150. Le Groupe demande instamment aux autorités maliennes et burkinaises de surveiller attentivement leurs frontières pour empêcher le transit de diamants ivoiriens par leur territoire douanier.

D. Aviation
151. Le Groupe recommande que l’ONUCI surveille régulièrement toute activité menée à proximité du drone et de son poste de contrôle à la base aérienne de Yamoussoukro.
152. Le Groupe recommande que l’Équipe d’intervention rapide de la cellule embargo et le bataillon congolais affecté à la base aérienne d’Abidjan contrôlent tous les aéronefs civils qui s’y trouvent, notamment les hélicoptères, et lui signalent immédiatement toute utilisation à caractère militaire.

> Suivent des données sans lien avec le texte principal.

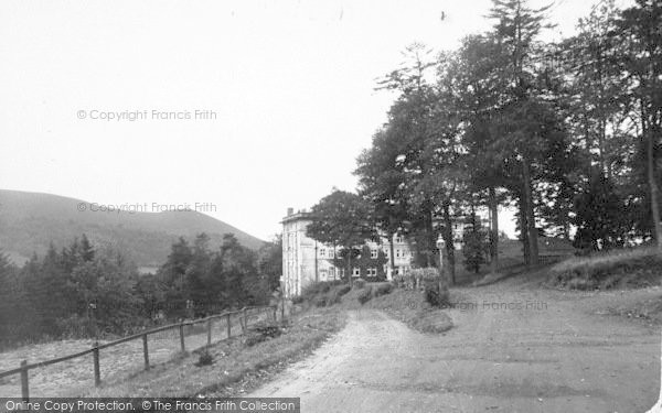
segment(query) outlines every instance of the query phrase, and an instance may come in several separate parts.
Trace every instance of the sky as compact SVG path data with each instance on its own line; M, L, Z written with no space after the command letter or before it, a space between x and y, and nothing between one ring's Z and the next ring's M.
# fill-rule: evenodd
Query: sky
M288 207L355 189L394 99L376 79L402 51L457 47L490 4L4 0L0 188L182 205L270 239ZM591 4L557 0L545 35Z

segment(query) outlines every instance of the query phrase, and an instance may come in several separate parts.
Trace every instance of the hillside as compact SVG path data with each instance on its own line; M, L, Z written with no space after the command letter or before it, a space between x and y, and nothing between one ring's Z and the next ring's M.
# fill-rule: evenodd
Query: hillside
M89 203L57 195L0 189L0 249L17 264L32 252L43 254L50 242L56 248L86 233L99 246L114 246L140 268L154 268L167 258L179 236L192 239L206 232L211 247L221 243L224 233L234 233L239 242L258 249L264 241L221 220L195 211L100 213L78 210Z

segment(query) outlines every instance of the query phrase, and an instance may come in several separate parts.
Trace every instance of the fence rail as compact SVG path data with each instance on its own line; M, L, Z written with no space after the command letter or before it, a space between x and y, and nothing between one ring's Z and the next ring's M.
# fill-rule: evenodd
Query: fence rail
M250 312L253 312L253 314L249 314ZM233 316L238 315L238 322L239 322L239 326L242 328L242 332L238 335L243 335L246 333L246 330L248 328L249 317L259 315L261 313L266 313L267 318L270 318L273 320L277 320L277 318L278 318L277 306L244 307L244 308L237 309L237 311L214 314L214 315L211 315L211 316L207 316L204 318L192 319L192 320L181 322L181 323L175 323L175 324L169 324L167 326L157 327L157 328L152 328L152 329L141 332L138 334L134 334L131 336L122 337L122 338L119 338L119 339L110 341L110 343L99 344L98 341L95 341L90 349L84 350L84 351L78 351L73 355L57 357L54 359L39 361L39 362L34 362L34 363L28 363L28 360L22 360L19 368L15 368L12 370L0 371L0 379L9 377L9 376L21 374L21 396L24 401L29 401L29 398L30 398L29 371L30 370L36 369L36 368L42 368L42 367L50 366L50 365L55 365L55 363L67 361L67 360L72 360L72 359L84 357L84 356L92 354L93 355L93 366L94 366L94 379L95 379L94 381L95 381L95 385L98 387L102 383L99 352L100 352L100 350L103 350L105 348L118 346L118 345L127 343L127 341L141 339L143 358L145 358L145 370L149 370L149 368L150 368L149 346L148 346L148 339L147 339L149 335L153 335L157 333L171 330L171 329L179 329L180 348L181 348L181 351L185 351L186 346L185 346L184 327L206 323L206 333L207 333L206 346L211 346L212 338L213 338L213 335L212 335L213 320L220 319L220 318L225 318L225 323L227 325L226 326L227 336L224 339L228 339L232 337L232 318L233 318ZM284 319L284 318L285 318L285 312L281 312L281 319ZM203 346L203 347L206 347L206 346Z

153. Le Groupe recommande que l’ONUCI surveille régulièrement toute activité menée à proximité de l’hélicoptère Mi-24 immatriculé TU-VHO à la base d’Abidjan, en particulier la présence possible de techniciens étrangers aux fins de sa remise en état.

E. Douanes
154. Le Groupe demande instamment aux pays voisins, en particulier au Burkina Faso, de faire contrôler par leurs services de douane toutes les cargaisons en transit à destination ou en provenance de la Côte d’Ivoire.
155. Le Groupe recommande que l’ONUCI effectue ses inspections physiques de cargaisons en se fondant sur une évaluation des risques.
156. Le Groupe recommande que l’ONUCI renforce les effectifs d’experts en douanes de sa cellule embargo.